こちらこそ本年もよろしくお願いいたします。


箱根駅伝が日本テレビで中継されたのは、私が中学1年の時だったので、ハッキリと覚えています。

「なんで、あんなローカル駅伝を長時間も生中継するのだろう?」

これが当時の素直な感想です。ただ、私も地元の人間なので、最初のうちはローカル大会に過ぎなかった箱根駅伝が全国的に注目されたのはとても嬉しかったですし、世界で戦える選手を生み出して欲しいと期待しました。

だけど、バルセロナ五輪で森下広一が銀メダルを獲ったのを最後に、1990年代半ば以降、男子マラソン陣が下降線を描いたのを見てから、私は批判派に転向しました。

中でも、アトランタ五輪は最悪でした。学生時代にマラソンで殆ど実績の無い渡辺康幸を担ぎ出します。(トラックで選出されますが、負傷で棄権)しまいには、バルセロナで8位入賞以降、実績の無かった谷口浩美を選出するなど、人材不足を露呈。挙句の果てには、実井謙二郎なんて、有森裕子よりもタイムが遅かったですから(苦笑)。
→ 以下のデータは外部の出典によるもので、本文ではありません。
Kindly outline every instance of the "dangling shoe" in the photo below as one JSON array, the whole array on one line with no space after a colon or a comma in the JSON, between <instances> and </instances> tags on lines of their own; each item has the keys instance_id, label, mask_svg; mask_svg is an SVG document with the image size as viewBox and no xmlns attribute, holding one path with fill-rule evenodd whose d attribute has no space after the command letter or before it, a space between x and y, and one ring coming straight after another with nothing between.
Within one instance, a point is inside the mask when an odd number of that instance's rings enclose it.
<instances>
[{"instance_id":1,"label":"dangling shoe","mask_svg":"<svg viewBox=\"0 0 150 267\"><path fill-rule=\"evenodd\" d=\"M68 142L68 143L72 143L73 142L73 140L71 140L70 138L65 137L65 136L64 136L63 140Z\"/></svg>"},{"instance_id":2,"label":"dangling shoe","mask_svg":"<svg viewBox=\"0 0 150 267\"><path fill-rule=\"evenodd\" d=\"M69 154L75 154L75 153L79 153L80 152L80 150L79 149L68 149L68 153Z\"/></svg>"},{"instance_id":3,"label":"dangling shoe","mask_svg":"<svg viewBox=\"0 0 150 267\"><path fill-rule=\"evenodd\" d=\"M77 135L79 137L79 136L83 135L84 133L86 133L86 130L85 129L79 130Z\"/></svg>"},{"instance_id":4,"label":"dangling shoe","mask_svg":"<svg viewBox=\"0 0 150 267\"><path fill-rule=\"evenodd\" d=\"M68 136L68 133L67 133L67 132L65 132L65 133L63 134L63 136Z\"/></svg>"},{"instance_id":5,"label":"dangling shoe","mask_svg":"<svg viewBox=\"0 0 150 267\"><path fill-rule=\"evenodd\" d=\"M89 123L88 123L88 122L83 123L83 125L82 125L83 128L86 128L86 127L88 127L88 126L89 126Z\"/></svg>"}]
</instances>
やはり、駅伝と掛け持ちでは絶対にマラソンやトラックでは戦えません。陸上とは「個人戦」であるのが自論です。足腰を鍛えてスピードを磨いた上で、駆け引きを身に付けなければ、世界の舞台では戦えないです。箱根の往路で10数人ごぼう抜きするぐらいで、チヤホヤするのは疑問に感じます。極論ですけど、世界で戦える選手が不在であるなら、代表選手を減らしても構わないとすら感じます。

モグスが先の福岡で途中棄権した時に、解説の瀬古が「マラソンは完走しなければ、いつまでたっても初マラソンだ」と仰ってましたけど、改めて重みのある言葉だと思います。

ちなみに、高岡の前に10000mの日本記録を作ったのが中山ですね。1987年に日本記録を作りましたが、たしか、マラソンの練習の一環として出した記録だったと思います。天才肌の一匹狼の選手だと思いました。だけど、中山の息子は、ライバル瀬古の出身大学の早稲田に在学中なんですよね(笑)。

私も今回の記事をこーじさんのブログにTBしますので、どうぞよろしくお願いいたします。